Is it possible to decide that whether the manifold $M$ admit a metric of positive curvature by knowing all Homology group of $M$?

Answer 1

No. For example, $S^9$ admits a metric of constant positive sectional curvature, but there is an exotic $9$-sphere $\Sigma$ (i.e. $\Sigma$ is a smooth manifold homeomorphic to $S^9$, but not diffeomorphic to it) which does not even admit a metric of positive scalar curvature. As $S^9$ and $\Sigma$ are homeomorphic, they have the same homology groups.

Answer 2

Definition. A manifold $M$ is called an $n$-dimensional homology sphere if its homology groups are isomorphic to that of $S^n$ (i.e. $M$ is connected and its homology is nonzero only in degrees 0 and n).

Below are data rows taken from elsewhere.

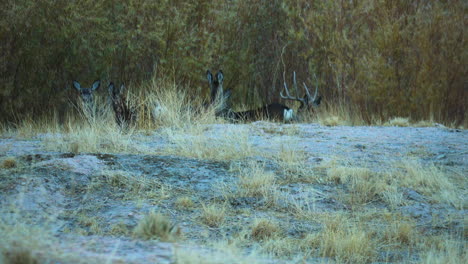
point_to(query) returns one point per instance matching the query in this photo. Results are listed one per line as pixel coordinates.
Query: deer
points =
(307, 101)
(220, 98)
(125, 115)
(86, 95)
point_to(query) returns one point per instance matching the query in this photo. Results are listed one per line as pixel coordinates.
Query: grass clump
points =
(432, 181)
(343, 241)
(9, 163)
(398, 121)
(184, 202)
(255, 181)
(199, 142)
(294, 166)
(134, 184)
(263, 229)
(213, 215)
(362, 185)
(158, 227)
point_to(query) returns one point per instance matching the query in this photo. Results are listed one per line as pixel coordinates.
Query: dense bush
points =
(382, 57)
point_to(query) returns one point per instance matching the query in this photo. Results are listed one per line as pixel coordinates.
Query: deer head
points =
(307, 101)
(218, 97)
(86, 94)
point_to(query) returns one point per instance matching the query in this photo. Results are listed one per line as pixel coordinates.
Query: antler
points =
(288, 96)
(302, 100)
(310, 98)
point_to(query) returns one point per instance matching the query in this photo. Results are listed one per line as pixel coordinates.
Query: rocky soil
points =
(69, 195)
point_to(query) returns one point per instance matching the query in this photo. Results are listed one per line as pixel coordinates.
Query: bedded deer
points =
(307, 101)
(218, 97)
(86, 95)
(125, 114)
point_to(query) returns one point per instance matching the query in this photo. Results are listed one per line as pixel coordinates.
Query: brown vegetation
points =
(378, 59)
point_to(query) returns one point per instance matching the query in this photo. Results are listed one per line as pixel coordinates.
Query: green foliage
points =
(385, 58)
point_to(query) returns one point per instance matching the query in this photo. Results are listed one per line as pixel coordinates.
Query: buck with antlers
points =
(125, 115)
(273, 111)
(307, 101)
(218, 97)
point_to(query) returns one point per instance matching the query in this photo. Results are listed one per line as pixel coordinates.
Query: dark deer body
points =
(86, 95)
(307, 101)
(218, 97)
(125, 115)
(274, 111)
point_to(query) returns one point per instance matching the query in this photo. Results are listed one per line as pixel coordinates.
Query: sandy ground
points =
(51, 188)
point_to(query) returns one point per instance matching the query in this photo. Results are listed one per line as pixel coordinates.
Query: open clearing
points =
(237, 193)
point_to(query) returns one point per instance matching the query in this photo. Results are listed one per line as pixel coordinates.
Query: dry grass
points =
(342, 240)
(295, 166)
(398, 121)
(184, 202)
(263, 229)
(213, 215)
(132, 185)
(339, 114)
(229, 144)
(9, 163)
(441, 186)
(156, 226)
(255, 181)
(445, 251)
(362, 184)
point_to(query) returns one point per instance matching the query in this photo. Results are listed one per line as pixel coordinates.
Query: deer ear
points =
(220, 76)
(96, 85)
(209, 76)
(227, 94)
(111, 88)
(77, 85)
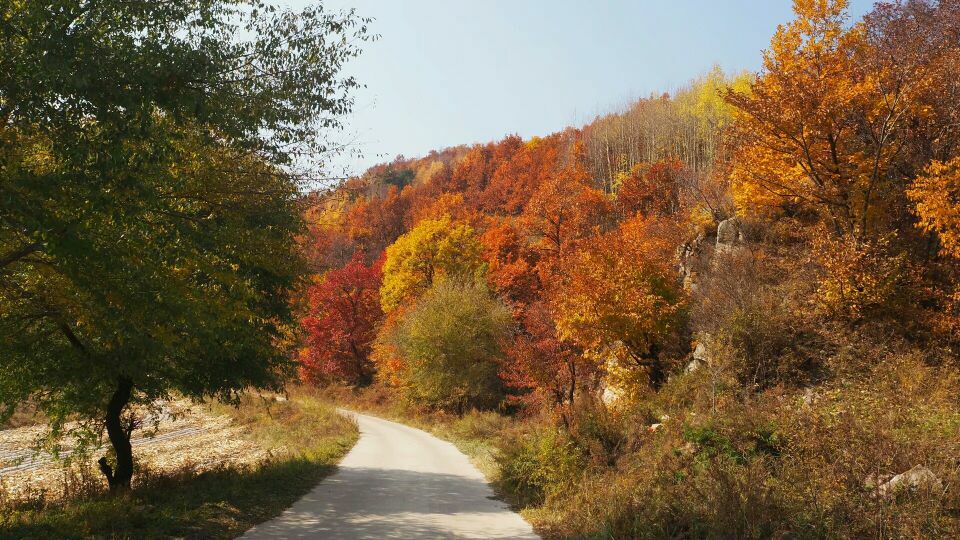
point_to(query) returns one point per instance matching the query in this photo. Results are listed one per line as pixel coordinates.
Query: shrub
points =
(539, 464)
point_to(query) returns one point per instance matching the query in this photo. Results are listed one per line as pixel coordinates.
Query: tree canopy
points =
(148, 194)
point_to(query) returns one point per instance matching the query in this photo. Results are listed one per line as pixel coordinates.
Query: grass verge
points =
(306, 438)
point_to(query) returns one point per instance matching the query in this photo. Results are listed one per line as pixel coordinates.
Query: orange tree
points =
(623, 293)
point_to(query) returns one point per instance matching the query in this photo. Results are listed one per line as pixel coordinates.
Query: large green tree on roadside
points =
(149, 177)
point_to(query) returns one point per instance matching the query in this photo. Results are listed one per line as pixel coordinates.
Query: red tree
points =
(341, 325)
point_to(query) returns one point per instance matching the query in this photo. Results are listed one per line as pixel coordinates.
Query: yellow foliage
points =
(433, 250)
(936, 194)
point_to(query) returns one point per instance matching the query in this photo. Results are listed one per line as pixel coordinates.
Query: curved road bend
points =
(398, 482)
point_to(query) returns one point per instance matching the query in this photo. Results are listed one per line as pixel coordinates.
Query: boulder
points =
(693, 257)
(729, 235)
(700, 355)
(916, 478)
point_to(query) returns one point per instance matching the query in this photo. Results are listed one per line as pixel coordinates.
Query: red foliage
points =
(344, 310)
(544, 370)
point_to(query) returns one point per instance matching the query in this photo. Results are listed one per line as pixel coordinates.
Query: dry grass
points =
(298, 441)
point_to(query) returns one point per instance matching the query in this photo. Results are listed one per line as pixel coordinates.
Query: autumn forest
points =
(727, 311)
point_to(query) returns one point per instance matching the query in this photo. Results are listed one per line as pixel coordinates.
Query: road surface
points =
(398, 482)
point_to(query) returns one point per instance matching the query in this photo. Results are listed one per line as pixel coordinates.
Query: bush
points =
(540, 464)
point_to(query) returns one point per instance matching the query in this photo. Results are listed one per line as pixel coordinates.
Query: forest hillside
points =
(732, 310)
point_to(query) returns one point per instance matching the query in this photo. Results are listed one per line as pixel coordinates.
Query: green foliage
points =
(307, 437)
(148, 206)
(449, 345)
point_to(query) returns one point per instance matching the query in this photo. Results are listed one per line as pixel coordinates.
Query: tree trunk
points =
(119, 478)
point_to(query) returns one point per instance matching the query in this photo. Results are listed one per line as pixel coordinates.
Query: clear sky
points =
(448, 72)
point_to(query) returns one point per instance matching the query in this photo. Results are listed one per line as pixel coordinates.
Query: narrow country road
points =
(398, 482)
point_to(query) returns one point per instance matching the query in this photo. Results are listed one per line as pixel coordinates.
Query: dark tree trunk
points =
(119, 478)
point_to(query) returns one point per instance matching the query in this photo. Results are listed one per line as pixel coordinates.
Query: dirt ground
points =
(188, 436)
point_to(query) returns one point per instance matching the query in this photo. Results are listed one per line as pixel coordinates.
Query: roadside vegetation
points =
(303, 438)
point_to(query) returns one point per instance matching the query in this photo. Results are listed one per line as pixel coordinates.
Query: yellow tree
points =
(434, 249)
(936, 194)
(818, 130)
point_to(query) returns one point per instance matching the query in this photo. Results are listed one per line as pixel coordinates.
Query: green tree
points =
(148, 204)
(449, 346)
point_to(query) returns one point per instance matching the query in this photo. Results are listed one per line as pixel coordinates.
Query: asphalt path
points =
(398, 482)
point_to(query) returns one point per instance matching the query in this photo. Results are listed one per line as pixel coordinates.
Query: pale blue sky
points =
(451, 72)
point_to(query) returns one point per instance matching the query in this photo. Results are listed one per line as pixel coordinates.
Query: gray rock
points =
(700, 354)
(912, 480)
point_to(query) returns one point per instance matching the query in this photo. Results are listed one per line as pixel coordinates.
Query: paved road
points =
(398, 482)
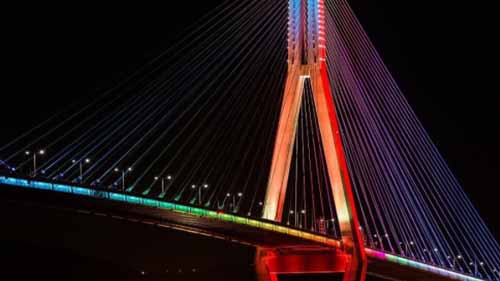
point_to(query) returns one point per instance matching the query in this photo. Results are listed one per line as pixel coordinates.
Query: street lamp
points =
(40, 152)
(81, 162)
(123, 172)
(203, 186)
(303, 212)
(168, 177)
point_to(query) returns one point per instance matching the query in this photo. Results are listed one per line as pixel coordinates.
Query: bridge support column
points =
(270, 262)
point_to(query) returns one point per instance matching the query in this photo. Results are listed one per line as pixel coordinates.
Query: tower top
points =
(306, 32)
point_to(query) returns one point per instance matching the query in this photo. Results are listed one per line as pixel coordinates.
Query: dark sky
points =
(442, 54)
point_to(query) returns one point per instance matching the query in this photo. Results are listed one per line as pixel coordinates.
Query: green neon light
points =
(82, 191)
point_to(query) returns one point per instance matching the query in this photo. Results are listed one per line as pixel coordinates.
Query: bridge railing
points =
(170, 206)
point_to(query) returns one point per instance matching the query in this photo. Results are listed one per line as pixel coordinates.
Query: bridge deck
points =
(220, 226)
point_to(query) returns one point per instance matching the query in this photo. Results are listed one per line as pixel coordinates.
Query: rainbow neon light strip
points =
(82, 191)
(419, 265)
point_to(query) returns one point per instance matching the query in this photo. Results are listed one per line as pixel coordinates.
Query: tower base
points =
(271, 262)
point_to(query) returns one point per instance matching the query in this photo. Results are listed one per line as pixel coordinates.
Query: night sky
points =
(442, 54)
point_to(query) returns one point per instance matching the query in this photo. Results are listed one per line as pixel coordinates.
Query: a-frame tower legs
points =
(334, 156)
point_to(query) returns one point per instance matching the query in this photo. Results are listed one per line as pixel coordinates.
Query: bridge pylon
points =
(307, 61)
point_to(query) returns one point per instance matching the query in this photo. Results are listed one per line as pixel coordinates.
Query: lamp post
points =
(81, 162)
(303, 212)
(40, 152)
(168, 177)
(200, 187)
(124, 173)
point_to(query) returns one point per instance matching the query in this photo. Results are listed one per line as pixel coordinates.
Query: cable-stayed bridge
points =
(275, 123)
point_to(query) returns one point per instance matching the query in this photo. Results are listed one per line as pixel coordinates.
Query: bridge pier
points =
(270, 262)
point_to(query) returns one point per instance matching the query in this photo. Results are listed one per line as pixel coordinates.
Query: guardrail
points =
(132, 199)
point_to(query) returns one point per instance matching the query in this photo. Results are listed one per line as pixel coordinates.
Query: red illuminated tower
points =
(307, 61)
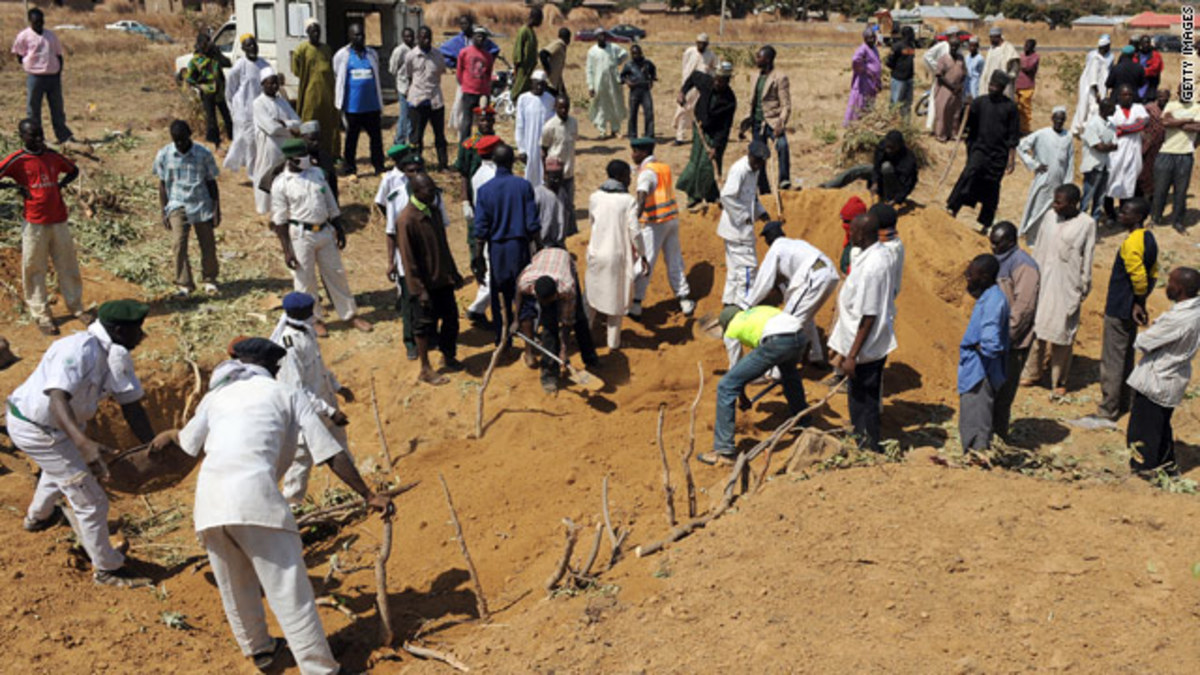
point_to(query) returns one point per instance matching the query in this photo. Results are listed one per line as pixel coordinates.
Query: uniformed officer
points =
(305, 369)
(47, 419)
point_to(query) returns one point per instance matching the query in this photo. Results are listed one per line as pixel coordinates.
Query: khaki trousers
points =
(1060, 363)
(249, 557)
(40, 244)
(204, 238)
(318, 250)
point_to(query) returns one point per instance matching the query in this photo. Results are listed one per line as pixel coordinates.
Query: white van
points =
(279, 28)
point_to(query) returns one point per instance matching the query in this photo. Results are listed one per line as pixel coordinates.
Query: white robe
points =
(241, 88)
(274, 121)
(607, 111)
(1063, 254)
(1125, 162)
(1056, 150)
(533, 112)
(611, 262)
(1096, 72)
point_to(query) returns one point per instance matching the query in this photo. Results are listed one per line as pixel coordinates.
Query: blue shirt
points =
(186, 177)
(507, 217)
(984, 347)
(360, 90)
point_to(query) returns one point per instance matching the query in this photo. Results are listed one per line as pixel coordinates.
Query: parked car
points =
(589, 35)
(628, 30)
(1168, 42)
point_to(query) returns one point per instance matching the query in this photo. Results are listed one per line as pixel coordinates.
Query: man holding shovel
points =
(549, 293)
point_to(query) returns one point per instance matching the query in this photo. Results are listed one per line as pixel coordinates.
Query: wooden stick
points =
(383, 440)
(480, 601)
(691, 446)
(385, 632)
(954, 151)
(435, 655)
(586, 571)
(666, 469)
(487, 374)
(744, 459)
(573, 536)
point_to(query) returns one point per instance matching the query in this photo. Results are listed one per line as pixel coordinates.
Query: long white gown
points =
(1126, 161)
(1056, 150)
(1096, 71)
(533, 112)
(241, 88)
(274, 121)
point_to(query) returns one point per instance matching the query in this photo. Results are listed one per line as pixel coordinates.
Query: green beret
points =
(294, 148)
(123, 311)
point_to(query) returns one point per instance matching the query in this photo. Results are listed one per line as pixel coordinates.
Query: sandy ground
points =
(903, 566)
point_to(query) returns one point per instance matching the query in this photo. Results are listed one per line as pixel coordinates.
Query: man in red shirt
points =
(40, 174)
(474, 73)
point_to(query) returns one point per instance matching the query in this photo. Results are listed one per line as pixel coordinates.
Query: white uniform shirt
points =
(304, 197)
(249, 431)
(739, 203)
(796, 260)
(868, 291)
(1169, 345)
(87, 365)
(1097, 130)
(305, 369)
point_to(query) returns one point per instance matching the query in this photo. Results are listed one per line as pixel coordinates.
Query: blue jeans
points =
(785, 159)
(403, 126)
(901, 95)
(51, 88)
(784, 351)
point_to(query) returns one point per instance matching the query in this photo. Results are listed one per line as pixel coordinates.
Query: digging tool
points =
(580, 377)
(954, 151)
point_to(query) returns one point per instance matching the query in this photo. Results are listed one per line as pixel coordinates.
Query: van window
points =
(223, 39)
(264, 22)
(299, 11)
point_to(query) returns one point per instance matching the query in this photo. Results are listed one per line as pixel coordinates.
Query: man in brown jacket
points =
(771, 106)
(431, 275)
(1019, 279)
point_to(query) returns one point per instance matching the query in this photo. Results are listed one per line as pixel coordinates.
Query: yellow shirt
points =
(1176, 141)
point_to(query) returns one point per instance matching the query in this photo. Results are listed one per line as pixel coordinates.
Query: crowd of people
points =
(276, 401)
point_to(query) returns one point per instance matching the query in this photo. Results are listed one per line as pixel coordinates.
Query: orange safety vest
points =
(660, 205)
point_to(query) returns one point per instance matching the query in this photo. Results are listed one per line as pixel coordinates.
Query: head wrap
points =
(486, 144)
(123, 311)
(294, 148)
(298, 300)
(853, 208)
(259, 350)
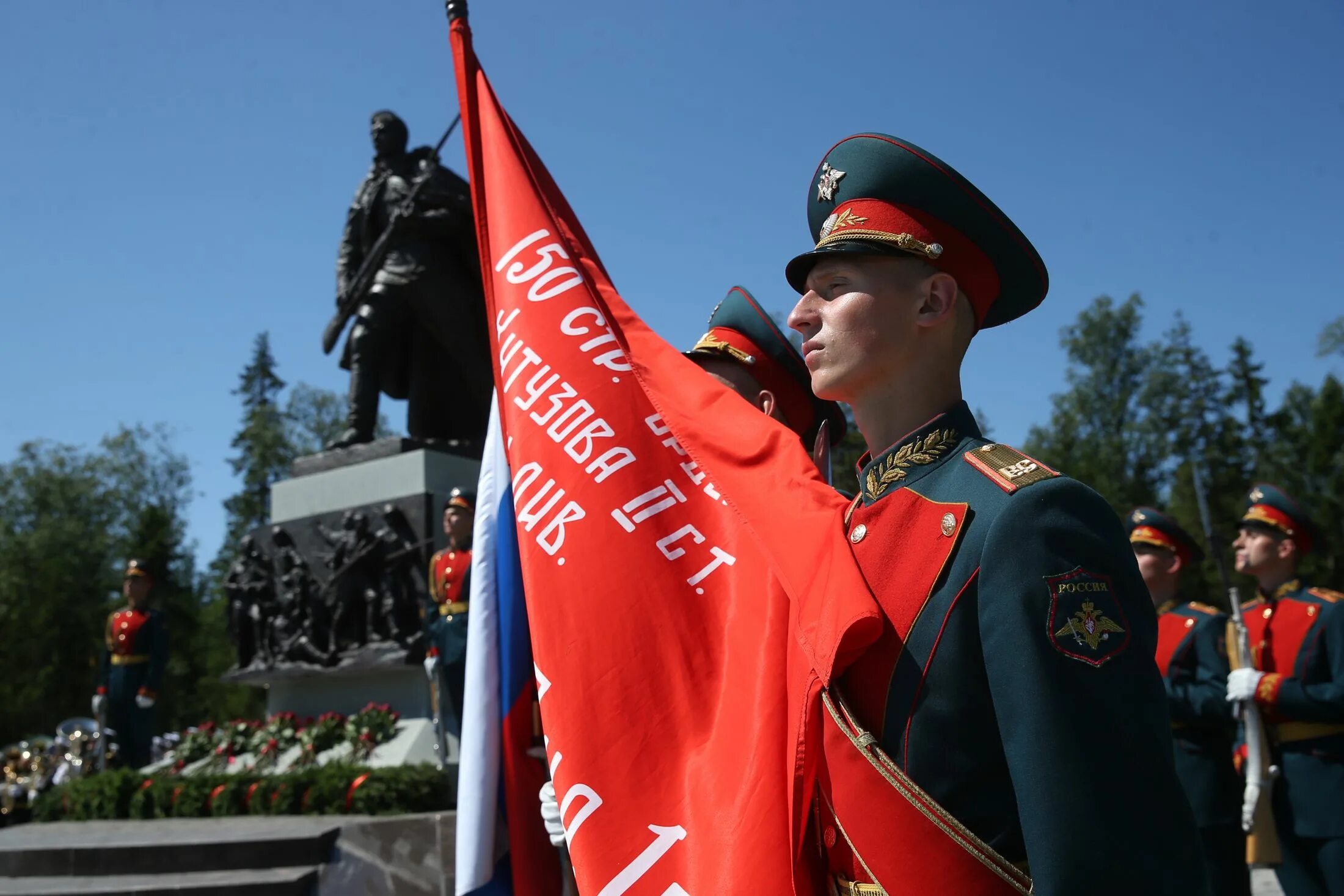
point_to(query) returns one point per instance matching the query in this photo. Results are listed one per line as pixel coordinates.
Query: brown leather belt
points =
(1287, 732)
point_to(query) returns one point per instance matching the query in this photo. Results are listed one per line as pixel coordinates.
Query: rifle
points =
(1257, 806)
(358, 286)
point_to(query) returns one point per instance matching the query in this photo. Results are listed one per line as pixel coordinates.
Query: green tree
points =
(315, 417)
(263, 446)
(69, 520)
(1331, 341)
(1097, 429)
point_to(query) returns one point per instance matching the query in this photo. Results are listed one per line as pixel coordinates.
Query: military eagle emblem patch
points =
(1085, 618)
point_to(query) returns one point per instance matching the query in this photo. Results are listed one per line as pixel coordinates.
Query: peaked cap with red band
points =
(879, 195)
(461, 499)
(741, 331)
(1269, 507)
(1147, 526)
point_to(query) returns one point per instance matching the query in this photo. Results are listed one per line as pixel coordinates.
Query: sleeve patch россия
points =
(1085, 620)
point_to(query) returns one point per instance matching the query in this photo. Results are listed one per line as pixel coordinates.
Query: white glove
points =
(552, 814)
(1242, 683)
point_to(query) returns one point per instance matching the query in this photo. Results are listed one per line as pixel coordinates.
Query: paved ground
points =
(1265, 884)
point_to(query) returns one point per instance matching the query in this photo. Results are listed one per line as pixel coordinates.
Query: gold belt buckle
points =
(851, 888)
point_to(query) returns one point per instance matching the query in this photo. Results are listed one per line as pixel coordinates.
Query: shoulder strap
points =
(1009, 468)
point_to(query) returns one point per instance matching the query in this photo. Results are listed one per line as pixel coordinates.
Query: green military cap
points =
(743, 332)
(1271, 508)
(461, 497)
(881, 195)
(1148, 526)
(137, 569)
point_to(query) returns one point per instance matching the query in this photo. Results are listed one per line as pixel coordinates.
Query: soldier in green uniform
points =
(1192, 657)
(1296, 636)
(745, 351)
(445, 614)
(132, 668)
(1013, 684)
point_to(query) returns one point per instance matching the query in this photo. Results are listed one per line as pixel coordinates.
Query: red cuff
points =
(1266, 692)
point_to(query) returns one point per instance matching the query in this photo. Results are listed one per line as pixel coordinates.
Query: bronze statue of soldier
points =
(420, 327)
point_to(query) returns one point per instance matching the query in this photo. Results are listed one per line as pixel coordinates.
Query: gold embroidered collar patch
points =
(917, 452)
(711, 343)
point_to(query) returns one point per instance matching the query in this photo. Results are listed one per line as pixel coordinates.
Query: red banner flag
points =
(677, 667)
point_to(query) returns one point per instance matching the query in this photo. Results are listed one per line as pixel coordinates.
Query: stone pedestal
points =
(417, 473)
(400, 488)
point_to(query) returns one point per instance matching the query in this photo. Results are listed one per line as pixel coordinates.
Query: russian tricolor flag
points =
(502, 845)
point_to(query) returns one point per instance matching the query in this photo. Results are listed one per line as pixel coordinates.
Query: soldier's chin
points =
(830, 385)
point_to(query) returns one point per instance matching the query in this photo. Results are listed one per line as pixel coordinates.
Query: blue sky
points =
(177, 173)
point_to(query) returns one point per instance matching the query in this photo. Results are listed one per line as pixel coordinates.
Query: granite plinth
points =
(334, 459)
(374, 673)
(371, 481)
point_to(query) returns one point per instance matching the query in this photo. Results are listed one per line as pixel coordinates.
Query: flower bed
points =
(265, 742)
(326, 790)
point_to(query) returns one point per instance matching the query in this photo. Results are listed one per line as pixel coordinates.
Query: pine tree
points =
(263, 445)
(1097, 430)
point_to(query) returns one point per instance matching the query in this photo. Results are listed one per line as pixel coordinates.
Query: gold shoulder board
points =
(1009, 468)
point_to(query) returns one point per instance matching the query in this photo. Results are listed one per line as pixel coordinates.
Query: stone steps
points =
(199, 856)
(257, 881)
(252, 856)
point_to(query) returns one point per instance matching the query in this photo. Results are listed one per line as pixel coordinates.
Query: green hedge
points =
(313, 792)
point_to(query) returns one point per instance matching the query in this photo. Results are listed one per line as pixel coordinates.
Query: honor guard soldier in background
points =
(1192, 657)
(745, 351)
(1010, 719)
(1296, 636)
(445, 618)
(132, 668)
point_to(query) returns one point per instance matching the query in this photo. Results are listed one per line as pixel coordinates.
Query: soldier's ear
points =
(769, 405)
(940, 301)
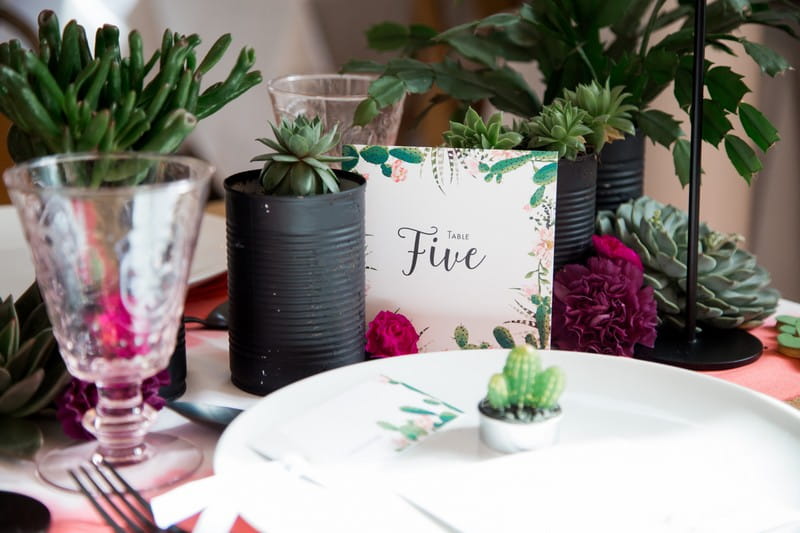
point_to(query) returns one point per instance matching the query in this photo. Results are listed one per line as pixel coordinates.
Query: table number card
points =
(460, 241)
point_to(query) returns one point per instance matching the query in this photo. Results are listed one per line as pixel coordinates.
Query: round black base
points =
(713, 349)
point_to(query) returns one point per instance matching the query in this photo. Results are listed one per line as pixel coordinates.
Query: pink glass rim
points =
(16, 177)
(278, 85)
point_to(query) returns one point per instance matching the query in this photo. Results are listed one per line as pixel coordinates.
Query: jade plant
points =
(299, 164)
(644, 45)
(473, 132)
(66, 97)
(523, 391)
(32, 373)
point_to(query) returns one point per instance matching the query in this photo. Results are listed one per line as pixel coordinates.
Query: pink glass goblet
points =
(112, 238)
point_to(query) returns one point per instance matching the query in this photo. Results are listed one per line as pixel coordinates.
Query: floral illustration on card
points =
(435, 214)
(419, 421)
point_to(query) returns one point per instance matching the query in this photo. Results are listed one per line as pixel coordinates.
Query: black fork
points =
(125, 509)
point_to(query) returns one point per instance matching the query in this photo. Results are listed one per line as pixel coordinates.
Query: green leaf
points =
(5, 379)
(349, 151)
(757, 126)
(659, 126)
(725, 87)
(20, 392)
(417, 80)
(365, 112)
(387, 36)
(537, 196)
(474, 48)
(387, 90)
(460, 83)
(715, 124)
(546, 174)
(409, 155)
(742, 157)
(499, 19)
(416, 411)
(680, 158)
(375, 154)
(768, 59)
(738, 5)
(19, 438)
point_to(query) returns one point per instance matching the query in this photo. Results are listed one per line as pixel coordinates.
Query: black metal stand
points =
(710, 349)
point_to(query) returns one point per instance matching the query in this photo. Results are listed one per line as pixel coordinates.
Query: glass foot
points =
(170, 460)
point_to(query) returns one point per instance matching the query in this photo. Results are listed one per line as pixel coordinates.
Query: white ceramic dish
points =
(607, 400)
(16, 268)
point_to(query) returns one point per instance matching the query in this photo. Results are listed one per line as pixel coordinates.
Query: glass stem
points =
(120, 422)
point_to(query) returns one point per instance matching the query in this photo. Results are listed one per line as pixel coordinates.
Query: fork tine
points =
(133, 492)
(147, 522)
(105, 495)
(99, 508)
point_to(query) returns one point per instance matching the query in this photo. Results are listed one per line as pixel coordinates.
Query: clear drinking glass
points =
(112, 238)
(334, 98)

There are many examples of integer homology spheres in dimension 3 which are apherical (i.e. have contractible universal covering space). The simplest example I know is obtained as follows: Take the trefoil knot $K\subset S^3$, let $N$ be the complement in $S^3$ to a regular neighborhood of $K$. The boundary of $N$ is $T^2$. Now, glue two copies of $N$ by swapping the meridians and longitudes. MV sequence shows that the resulting manifold $M$ is a 3-dimensional homology sphere. With a bit more work, one verifies that $M$ is aspherical.

There are many other examples like this, for instance, among hyperbolic 3-manifolds.

According to Thm. 8.1 in

M. Gromov, H.B. Lawson, Positive scalar curvature and the Dirac operator on complete Riemannian manifolds, Inst. Hautes Etudes Sci. Publ. ´Math. No. 58 (1983), 83–196.

such a manifold cannot admit a metric of positive scalar curvature.